Le poids du Québec à la Chambre des communes pourrait diminuer énormément au cours des prochains mois en raison d'un accord entre le gouvernement fédéral de Stephen Harper et celui de l'Ontario qui suscite déjà bien des réactions au Québec.
En vertu de l'entente dont la teneur a été dévoilée mercredi par le premier ministre ontarien Dalton McGuinty, la carte électorale de la province la plus populeuse du pays serait bientôt redivisée pour créer plusieurs nouvelles circonscriptions. Le chiffre de 21 nouveaux comtés a été évoqué par certains. Si la nouvelle se confirme, le nombre de députés de la province passerait de 108 à 127, ce qui correspondrait à un élu pour 105 000 personnes, comparativement à un pour 126 000 actuellement.
D'après M. McGuinty, cette proportion est comparable à celle qui prévaut au Québec. Et il faut s'attendre à ce qu'elle soit appliquée sous peu aux provinces de l'Ouest qui ont connu une importante croissance démographique au cours des dernières années.
Le gouvernement Harper, qui a fait de la réforme démocratique l'un de ses chevaux de bataille, a en effet déposé au printemps 2007 un projet de loi qui aurait fait passer le nombre de députés de la Chambre de 308 à 330, d'ici 2014.
Ce texte est mort au feuilleton, mais l'idée a refait surface dans le discours du Trône de novembre dernier. L'attaché de presse du premier ministre, Dimitri Soudas, a confirmé mercredi que l'idée était toujours dans les cartons.
«Nous déposerons à la Chambre des communes un projet de loi qui rapprochera l'Ontario, la Colombie-Britannique et l'Alberta du principe de la représentation selon la population», a-t-il indiqué dans un courriel laconique.
M. Soudas a toutefois refusé de confirmer le nombre de sièges en jeu.
Une chose est claire: le Québec n'obtiendrait aucun nouveau siège et devrait se contenter de ses 75 députés actuels. Son importance relative à la Chambre des communes serait donc moindre.
Le lieutenant de M. Harper au Québec, Christian Paradis, a néanmoins fait valoir que la Belle Province conserverait «ses acquis». «Au moins notre minimum de 75 sièges est garanti. C'est ça qui est le gros point», a-t-il souligné en entrevue à La Presse Canadienne.
Cet argument est loin de convaincre le Bloc québécois qui a décrié mercredi le changement négocié en catimini par MM. Harper et McGuinty, lors d'une réunion officiellement consacrée au plan de sauvetage de l'industrie automobile.
«Que ce soit 21 ou 10 nouveaux sièges, nous on a exactement la même position: on est totalement en désaccord avec l'idée de réduire le poids politique du Québec à la Chambre des communes», a insisté le leader parlementaire de la formation, Pierre Paquette.

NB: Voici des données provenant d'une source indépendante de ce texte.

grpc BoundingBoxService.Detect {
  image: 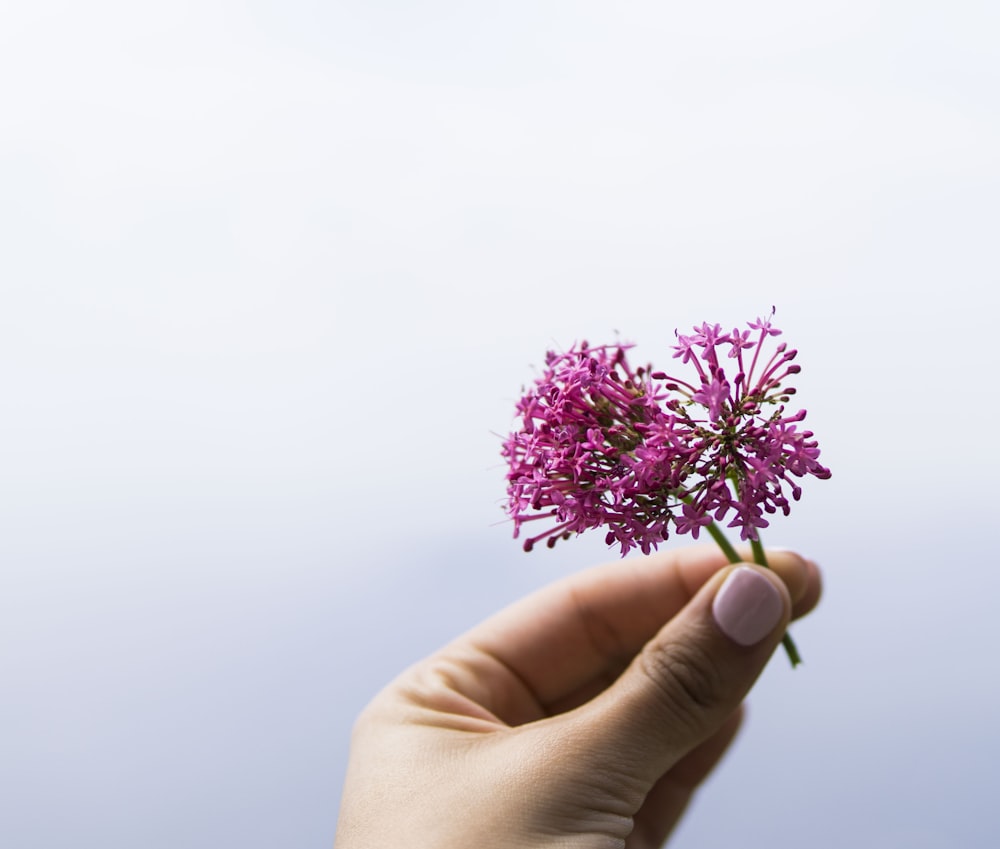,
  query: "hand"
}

[336,546,820,849]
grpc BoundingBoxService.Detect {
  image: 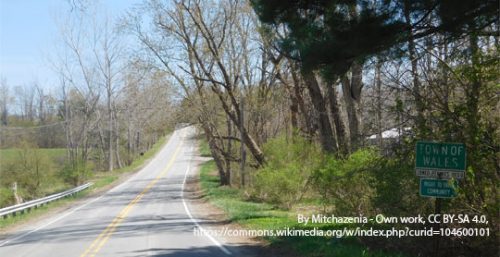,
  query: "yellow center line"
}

[80,134,183,257]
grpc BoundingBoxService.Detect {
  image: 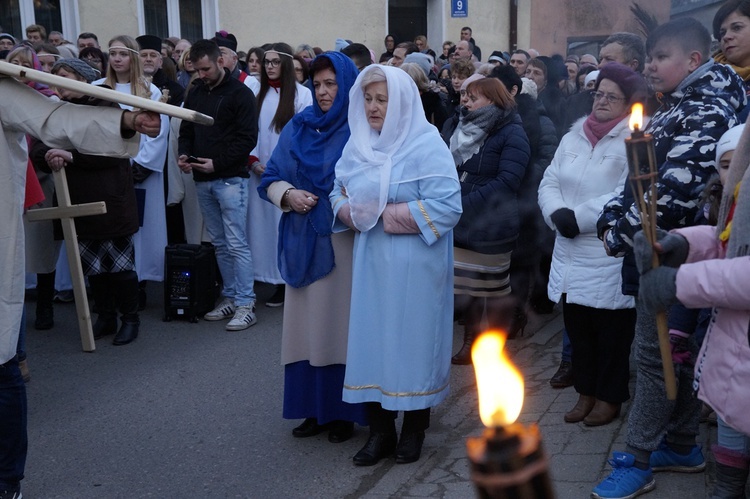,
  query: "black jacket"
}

[179,69,258,182]
[453,112,531,254]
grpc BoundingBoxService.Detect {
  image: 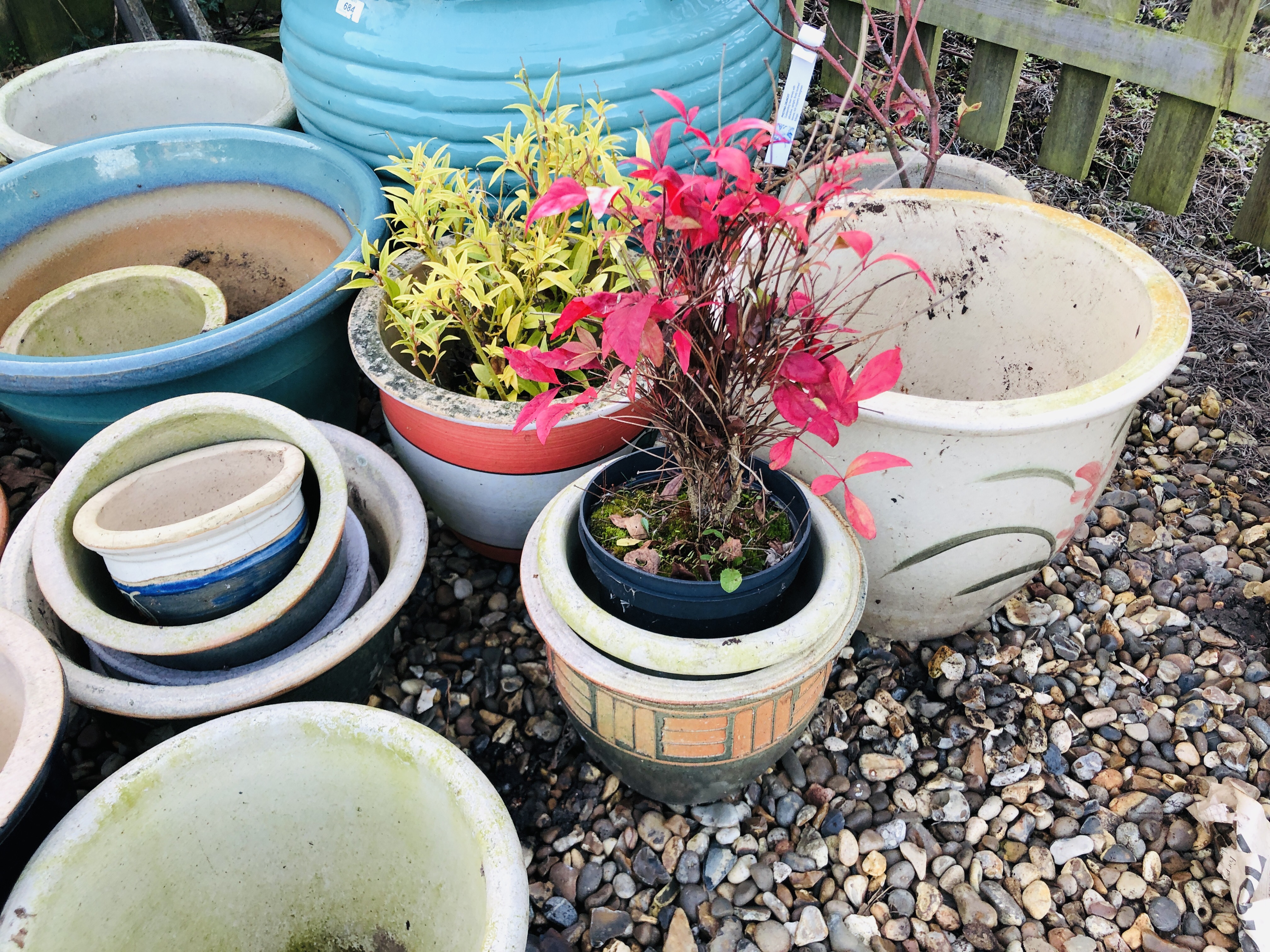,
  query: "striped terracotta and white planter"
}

[521,477,865,803]
[348,255,644,562]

Le député de Joliette a souligné que l'Assemblée nationale s'était prononcée à l'unanimité contre le principe de la représentation proportionnelle à plusieurs reprises.
«Ca serait encore une preuve supplémentaire que non seulement la reconnaissance de la nation québécoise c'était tout à fait virtuel, mais qu'en plus de ça, M. Harper et les conservateurs ont mis une croix sur le Québec définitivement», a-t-il ajouté.
Selon lui, les modifications envisagées équivaudraient à «une provocation de guerre». À son avis, le poids proportionnel de la province aux Communes devrait être d'environ 25 pour cent, comme c'est le cas actuellement.
Le bureau du premier ministre du Québec, Jean Charest, n'a pas émis de commentaires mercredi. Le premier ministre, qui a été réélu pour la troisième fois le 8 décembre, s'était toutefois publiquement opposé à l'idée au printemps 2007.
À cette époque, la question du nombre de sièges avait dégénéré en guerre de mots amers entre Ottawa et Queen's Park, le conservateur Peter Van Loan qualifiant M. McGuinty de «petit homme de la Confédération».
M. McGuinty affirme que Stephen Harper a finalement compris que les arguments de l'Ontario étaient valables.